「待った!!!!」
勢いよくナイフを引いて血を溢れさす前に、誰かが千恵の手を掴んだ。
「あっ…」
見上げれば、緑色の髪をした見知らぬ青年が視界いっぱいに映る。
「あんた、千恵って奴だろ?」
「だ、れ…?」
「俺はカロン。蜜莉のダチだ」
蜜莉の名前が出て身体が勝手にビクリと反応した。
「蜜莉があんたに会いたがってる。だから死ぬな」
「え……?」
思わず、聞き返しそうになる。
(今……なんて…?)
――蜜莉があんたに会いたがってる
意味をハッキリ理解した瞬間、再びボロボロと涙がこぼれた。
「あ……あぁ……生き、てる……ミッつん…生き…て…!」
カランとジャックナイフが地に落ちた。
「カロン様!千恵は見つかりまして!?」
遅れて野薔薇が駆け付ける。
「ああ。こいつだろ?」
「千恵…!」
みすぼらしい千恵の格好を見て野薔薇は目を見開いた。
こんな汚れた場所で暮らしている今の千恵は、普通なら軽蔑の眼差しを向けられる存在だ。

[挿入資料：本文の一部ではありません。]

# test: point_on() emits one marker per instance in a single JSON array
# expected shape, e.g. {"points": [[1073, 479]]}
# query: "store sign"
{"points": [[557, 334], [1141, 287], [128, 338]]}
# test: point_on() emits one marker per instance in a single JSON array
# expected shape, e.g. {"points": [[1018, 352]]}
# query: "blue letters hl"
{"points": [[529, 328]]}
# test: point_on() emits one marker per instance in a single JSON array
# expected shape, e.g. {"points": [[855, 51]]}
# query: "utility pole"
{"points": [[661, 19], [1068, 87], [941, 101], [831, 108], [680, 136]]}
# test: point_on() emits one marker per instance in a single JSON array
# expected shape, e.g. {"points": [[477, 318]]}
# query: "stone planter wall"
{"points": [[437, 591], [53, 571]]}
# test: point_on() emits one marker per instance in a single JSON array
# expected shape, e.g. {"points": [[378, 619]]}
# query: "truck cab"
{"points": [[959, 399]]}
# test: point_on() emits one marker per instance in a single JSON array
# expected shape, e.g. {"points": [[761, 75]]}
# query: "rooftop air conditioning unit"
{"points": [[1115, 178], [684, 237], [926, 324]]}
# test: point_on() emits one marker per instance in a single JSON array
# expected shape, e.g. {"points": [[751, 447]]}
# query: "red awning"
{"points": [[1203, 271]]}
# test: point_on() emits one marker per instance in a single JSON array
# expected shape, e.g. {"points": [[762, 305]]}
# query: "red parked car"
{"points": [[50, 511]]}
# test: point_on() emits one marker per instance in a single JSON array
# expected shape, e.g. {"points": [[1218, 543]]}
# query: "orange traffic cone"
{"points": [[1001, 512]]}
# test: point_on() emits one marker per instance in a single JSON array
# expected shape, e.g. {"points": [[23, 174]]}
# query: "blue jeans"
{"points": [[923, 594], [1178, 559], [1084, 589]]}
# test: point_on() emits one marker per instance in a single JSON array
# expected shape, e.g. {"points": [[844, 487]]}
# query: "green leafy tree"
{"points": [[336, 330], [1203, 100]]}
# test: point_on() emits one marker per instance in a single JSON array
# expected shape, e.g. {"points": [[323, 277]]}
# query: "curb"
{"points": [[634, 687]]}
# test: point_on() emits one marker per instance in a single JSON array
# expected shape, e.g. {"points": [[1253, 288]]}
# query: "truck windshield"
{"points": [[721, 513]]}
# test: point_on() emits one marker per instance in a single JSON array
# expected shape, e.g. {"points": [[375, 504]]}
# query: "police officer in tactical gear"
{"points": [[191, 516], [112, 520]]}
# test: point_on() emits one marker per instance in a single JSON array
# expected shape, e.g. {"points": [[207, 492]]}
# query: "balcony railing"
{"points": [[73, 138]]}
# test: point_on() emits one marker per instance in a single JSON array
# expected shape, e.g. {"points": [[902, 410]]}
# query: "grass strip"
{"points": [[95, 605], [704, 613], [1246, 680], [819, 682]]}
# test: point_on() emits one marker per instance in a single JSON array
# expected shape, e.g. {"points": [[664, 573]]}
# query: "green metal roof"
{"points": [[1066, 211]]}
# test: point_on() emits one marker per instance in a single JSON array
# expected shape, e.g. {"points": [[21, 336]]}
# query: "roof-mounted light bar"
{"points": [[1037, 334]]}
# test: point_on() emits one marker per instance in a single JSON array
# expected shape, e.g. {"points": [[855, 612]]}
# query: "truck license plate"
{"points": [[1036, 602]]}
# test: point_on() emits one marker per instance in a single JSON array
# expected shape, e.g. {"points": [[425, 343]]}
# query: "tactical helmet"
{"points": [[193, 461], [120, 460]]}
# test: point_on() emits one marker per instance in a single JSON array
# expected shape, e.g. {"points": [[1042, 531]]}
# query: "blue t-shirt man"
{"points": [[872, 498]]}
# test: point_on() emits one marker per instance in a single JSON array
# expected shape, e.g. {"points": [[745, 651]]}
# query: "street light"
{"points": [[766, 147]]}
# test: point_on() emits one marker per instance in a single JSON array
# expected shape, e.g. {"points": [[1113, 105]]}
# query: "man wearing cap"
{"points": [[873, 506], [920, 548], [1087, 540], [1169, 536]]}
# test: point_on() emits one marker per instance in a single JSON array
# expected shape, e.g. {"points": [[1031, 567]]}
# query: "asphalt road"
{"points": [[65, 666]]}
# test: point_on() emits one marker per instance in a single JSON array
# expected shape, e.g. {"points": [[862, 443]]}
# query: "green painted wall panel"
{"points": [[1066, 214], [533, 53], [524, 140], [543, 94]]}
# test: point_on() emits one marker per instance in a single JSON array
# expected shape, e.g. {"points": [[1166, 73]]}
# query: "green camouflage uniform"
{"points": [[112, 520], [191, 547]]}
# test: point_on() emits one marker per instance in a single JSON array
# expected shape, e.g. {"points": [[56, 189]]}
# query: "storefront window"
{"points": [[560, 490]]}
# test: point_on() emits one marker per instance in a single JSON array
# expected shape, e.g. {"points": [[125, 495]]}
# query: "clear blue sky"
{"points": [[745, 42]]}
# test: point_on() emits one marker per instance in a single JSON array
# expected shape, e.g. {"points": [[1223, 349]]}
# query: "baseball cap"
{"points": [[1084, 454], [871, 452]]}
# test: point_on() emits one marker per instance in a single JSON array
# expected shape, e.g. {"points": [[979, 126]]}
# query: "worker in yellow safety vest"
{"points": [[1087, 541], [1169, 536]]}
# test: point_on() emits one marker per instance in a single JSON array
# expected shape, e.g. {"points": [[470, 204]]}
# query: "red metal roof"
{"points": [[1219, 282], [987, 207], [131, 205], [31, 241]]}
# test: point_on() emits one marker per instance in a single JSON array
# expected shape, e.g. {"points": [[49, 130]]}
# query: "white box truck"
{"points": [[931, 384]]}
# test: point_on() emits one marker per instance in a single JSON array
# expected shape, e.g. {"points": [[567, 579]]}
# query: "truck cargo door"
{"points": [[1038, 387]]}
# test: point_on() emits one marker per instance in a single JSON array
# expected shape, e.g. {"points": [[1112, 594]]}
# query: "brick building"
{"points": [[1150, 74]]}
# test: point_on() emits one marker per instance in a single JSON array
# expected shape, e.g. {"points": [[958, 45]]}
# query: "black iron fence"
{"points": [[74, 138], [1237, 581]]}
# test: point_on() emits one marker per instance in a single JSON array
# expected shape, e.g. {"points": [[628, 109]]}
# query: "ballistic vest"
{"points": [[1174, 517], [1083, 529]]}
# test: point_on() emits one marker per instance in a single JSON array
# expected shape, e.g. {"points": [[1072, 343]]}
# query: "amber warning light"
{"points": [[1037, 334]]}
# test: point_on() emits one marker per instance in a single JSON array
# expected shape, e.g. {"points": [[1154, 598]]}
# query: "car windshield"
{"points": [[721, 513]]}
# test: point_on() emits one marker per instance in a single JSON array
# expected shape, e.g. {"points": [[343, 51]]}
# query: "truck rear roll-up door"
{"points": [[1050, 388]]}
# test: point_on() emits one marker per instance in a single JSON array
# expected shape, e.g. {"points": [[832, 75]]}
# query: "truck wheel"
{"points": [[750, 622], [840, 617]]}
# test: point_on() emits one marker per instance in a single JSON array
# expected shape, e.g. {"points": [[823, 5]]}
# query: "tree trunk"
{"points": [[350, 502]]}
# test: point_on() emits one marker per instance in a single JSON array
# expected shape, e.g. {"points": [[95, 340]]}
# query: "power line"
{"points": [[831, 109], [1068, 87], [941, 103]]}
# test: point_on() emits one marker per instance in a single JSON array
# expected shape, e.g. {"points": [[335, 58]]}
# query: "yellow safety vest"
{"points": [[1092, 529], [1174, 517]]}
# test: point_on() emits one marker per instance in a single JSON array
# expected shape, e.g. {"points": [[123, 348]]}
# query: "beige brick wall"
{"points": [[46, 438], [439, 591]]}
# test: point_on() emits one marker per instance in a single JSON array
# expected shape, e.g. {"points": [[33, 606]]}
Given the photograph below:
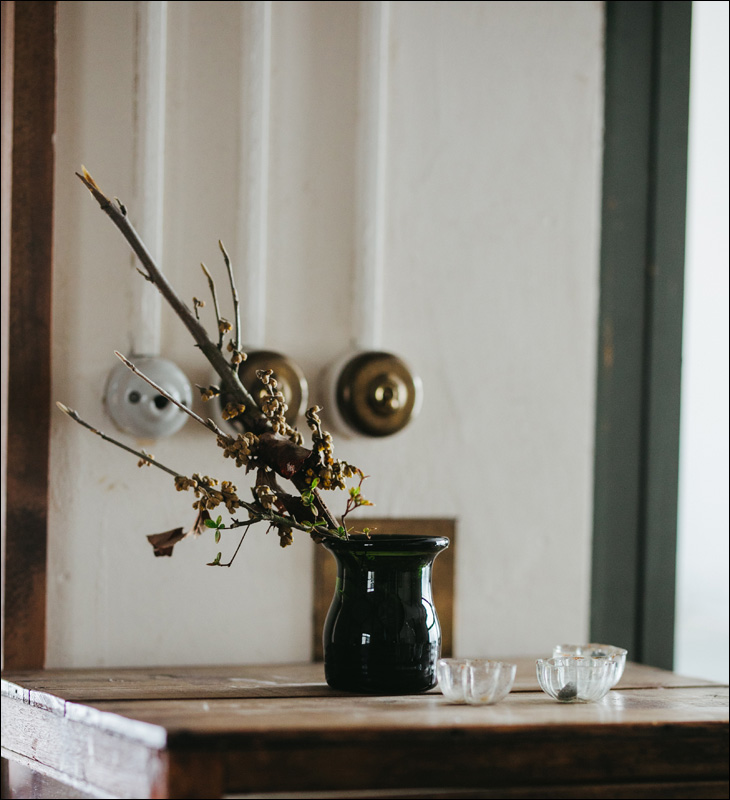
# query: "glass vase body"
{"points": [[382, 633]]}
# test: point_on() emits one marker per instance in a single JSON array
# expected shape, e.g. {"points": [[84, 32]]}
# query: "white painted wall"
{"points": [[492, 282]]}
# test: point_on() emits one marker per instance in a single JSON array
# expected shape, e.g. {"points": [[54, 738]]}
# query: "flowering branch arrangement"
{"points": [[269, 446]]}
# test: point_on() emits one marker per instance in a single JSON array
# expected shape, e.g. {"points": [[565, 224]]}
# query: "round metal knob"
{"points": [[290, 382], [376, 394]]}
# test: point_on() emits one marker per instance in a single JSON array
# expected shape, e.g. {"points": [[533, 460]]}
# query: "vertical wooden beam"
{"points": [[29, 362], [6, 75], [639, 359], [664, 330]]}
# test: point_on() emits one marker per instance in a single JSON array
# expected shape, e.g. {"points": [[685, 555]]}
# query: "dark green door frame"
{"points": [[640, 336]]}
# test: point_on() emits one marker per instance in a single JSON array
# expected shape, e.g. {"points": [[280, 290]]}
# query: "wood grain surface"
{"points": [[211, 731]]}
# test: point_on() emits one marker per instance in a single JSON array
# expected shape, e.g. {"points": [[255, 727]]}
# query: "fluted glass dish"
{"points": [[450, 675], [618, 654], [487, 682], [576, 679]]}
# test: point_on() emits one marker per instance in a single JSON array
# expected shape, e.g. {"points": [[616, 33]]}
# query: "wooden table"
{"points": [[251, 730]]}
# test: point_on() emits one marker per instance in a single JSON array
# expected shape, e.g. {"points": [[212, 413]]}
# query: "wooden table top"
{"points": [[205, 731]]}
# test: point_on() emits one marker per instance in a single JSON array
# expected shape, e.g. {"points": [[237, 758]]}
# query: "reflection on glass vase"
{"points": [[382, 633]]}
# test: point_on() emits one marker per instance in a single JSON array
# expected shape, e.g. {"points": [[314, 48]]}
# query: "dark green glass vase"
{"points": [[382, 633]]}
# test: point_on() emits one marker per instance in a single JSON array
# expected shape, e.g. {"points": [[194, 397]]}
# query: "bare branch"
{"points": [[234, 294], [218, 319], [254, 419], [144, 456]]}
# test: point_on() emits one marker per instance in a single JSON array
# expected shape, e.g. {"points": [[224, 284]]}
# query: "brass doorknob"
{"points": [[376, 394], [290, 382]]}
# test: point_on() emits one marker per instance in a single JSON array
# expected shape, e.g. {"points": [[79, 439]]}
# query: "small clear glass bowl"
{"points": [[576, 679], [618, 654], [487, 682], [450, 675]]}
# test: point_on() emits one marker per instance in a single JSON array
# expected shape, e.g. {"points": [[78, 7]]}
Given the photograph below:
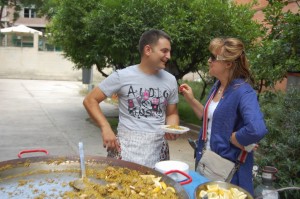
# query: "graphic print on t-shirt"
{"points": [[146, 102]]}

しかし、野薔薇は軽く深呼吸すると、泣いている千恵を優しく抱きしめた。
「千恵……もう、大丈夫ですわ。だから…泣かないで」
「っ…あ……の、ばら…姉さっ……姉さん!」
懐かしい温もりに、ギュッと抱き着く。
「ごめんなさい…!ごめん、なさいっ!」
大声を上げて泣き出した千恵。
興奮状態の彼女を落ち着かせてから、三人は歩き出した。
蜜莉の待つ病院へ。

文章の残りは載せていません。